Pemakaman Covid di TPU Bambu Apus. (Foto: CNBC Indonesia/Andrean Kristianto)
Penulis
Rubrik
Sumber
cnbcindonesia.com

Jakarta | Melonjaknya kasus penularan Covid-19 menjadi beban tersendiri untuk pemulihan ekonomi di Indonesia. Sebuah lembaga internasional, bahkan menyarankan Indonesia untuk melakukan karantina wilayah atau lockdown agar tidak berimbas semakin dalam untuk ekonomi Indonesia.

Economist Asia-Pacific S&P Global Ratings Vishrut Rana memandang bahwa penularan kasus virus corona pada saat ini di Indonesia lebih parah dibandingkan penularan sebelumnya.
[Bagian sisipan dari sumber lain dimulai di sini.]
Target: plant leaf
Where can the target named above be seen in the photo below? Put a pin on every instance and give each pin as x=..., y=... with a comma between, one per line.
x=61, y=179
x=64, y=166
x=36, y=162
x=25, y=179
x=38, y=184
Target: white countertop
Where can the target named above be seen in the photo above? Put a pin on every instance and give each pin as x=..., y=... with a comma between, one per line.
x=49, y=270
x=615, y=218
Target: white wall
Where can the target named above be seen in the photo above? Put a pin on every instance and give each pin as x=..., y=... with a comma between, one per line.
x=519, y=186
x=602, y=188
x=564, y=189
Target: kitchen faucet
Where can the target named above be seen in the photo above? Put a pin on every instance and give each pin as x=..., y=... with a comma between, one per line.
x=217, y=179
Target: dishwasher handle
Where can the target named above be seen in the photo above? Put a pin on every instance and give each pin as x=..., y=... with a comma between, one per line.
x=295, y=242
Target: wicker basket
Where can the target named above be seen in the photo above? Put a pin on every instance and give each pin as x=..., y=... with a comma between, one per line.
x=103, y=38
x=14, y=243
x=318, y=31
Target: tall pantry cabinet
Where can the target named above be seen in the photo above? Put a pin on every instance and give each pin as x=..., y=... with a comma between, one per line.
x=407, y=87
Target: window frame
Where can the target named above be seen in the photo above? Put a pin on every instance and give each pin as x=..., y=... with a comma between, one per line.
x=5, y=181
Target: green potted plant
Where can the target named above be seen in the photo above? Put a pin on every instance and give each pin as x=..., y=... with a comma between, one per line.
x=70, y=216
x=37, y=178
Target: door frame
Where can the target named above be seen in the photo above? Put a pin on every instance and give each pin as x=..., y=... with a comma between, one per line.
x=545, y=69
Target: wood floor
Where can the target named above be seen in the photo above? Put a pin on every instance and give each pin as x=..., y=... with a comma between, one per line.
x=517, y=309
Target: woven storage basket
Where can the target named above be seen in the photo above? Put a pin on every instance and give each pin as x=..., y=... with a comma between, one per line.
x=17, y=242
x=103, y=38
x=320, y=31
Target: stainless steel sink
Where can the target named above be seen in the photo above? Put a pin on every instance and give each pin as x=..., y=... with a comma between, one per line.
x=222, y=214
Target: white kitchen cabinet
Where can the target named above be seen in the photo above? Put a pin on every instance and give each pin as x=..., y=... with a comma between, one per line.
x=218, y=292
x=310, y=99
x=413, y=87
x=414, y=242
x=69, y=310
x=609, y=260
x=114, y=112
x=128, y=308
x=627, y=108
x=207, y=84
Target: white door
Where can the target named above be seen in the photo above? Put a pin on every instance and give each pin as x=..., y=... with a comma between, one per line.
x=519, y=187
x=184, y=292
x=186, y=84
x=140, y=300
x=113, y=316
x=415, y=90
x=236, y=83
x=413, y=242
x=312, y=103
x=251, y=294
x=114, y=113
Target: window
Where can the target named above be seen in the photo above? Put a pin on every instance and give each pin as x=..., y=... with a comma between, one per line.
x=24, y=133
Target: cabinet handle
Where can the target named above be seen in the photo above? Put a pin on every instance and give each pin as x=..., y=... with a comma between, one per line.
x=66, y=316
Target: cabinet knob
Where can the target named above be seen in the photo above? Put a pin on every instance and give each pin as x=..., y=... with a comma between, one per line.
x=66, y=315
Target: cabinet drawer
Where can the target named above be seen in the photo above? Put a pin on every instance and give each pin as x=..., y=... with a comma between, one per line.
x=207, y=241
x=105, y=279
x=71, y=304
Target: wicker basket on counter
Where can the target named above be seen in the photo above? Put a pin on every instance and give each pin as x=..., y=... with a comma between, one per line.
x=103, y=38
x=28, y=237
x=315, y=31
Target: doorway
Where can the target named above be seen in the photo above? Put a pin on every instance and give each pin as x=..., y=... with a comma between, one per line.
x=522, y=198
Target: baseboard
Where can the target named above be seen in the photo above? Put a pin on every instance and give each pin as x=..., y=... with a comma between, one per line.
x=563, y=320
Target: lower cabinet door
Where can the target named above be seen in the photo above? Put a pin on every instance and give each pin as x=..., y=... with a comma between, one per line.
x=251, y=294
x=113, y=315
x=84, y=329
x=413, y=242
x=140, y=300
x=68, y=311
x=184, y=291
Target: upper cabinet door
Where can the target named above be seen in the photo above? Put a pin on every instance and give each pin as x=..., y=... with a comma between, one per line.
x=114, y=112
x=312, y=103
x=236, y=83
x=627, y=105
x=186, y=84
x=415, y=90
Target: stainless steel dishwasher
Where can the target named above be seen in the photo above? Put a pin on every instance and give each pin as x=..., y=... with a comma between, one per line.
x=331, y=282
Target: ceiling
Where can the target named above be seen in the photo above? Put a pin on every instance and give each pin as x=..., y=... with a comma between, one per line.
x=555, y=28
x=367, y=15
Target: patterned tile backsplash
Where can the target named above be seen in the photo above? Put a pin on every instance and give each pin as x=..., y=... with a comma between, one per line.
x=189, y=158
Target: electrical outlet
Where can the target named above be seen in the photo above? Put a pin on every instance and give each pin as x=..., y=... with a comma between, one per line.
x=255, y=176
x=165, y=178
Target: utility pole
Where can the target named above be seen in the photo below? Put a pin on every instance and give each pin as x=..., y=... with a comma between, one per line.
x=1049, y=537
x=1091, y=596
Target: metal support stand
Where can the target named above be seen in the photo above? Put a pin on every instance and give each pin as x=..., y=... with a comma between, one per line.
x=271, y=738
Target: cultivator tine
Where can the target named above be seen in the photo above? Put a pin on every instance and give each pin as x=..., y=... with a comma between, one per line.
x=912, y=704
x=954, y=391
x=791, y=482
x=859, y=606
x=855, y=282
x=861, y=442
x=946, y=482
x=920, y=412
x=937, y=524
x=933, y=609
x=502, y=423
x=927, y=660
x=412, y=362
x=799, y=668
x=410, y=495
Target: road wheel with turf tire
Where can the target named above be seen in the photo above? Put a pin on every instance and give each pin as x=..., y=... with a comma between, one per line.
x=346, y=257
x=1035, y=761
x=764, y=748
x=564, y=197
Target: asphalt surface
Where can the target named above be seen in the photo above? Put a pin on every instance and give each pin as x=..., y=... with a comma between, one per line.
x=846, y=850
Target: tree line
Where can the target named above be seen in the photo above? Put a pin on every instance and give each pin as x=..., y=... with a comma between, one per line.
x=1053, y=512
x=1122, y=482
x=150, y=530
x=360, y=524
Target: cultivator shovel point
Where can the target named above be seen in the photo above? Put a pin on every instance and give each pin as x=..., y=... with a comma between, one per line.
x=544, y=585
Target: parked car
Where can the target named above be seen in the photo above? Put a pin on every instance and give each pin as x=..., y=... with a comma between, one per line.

Hal ini yang kemudian berdampak terhadap operasi ekonomi, mengingat pemerintah memutuskan untuk menerapkan pemberlakuan pembatasan kegiatan masyarakat (PPKM) Darurat.

Namun, menurut Vishrut, dari kebijakan pemerintah saat ini nampaknya belum mampu mengontrol secara keseluruhan penularan kasus. Oleh karena dia berharap, Indonesia bisa mengambil kebijakan lain seperti lockdown atau Pembatasan Sosial Berskala Besar (PSBB) seperti tahun 2020 silam.

"Kami berharap Indonesia tetap berpegang pada pendekatan yang ditargetkan untuk lockdown dan manajemen pandemi lainnya," jelas Vishrut dalam sebuah webinar, Jumat (16/7/2021).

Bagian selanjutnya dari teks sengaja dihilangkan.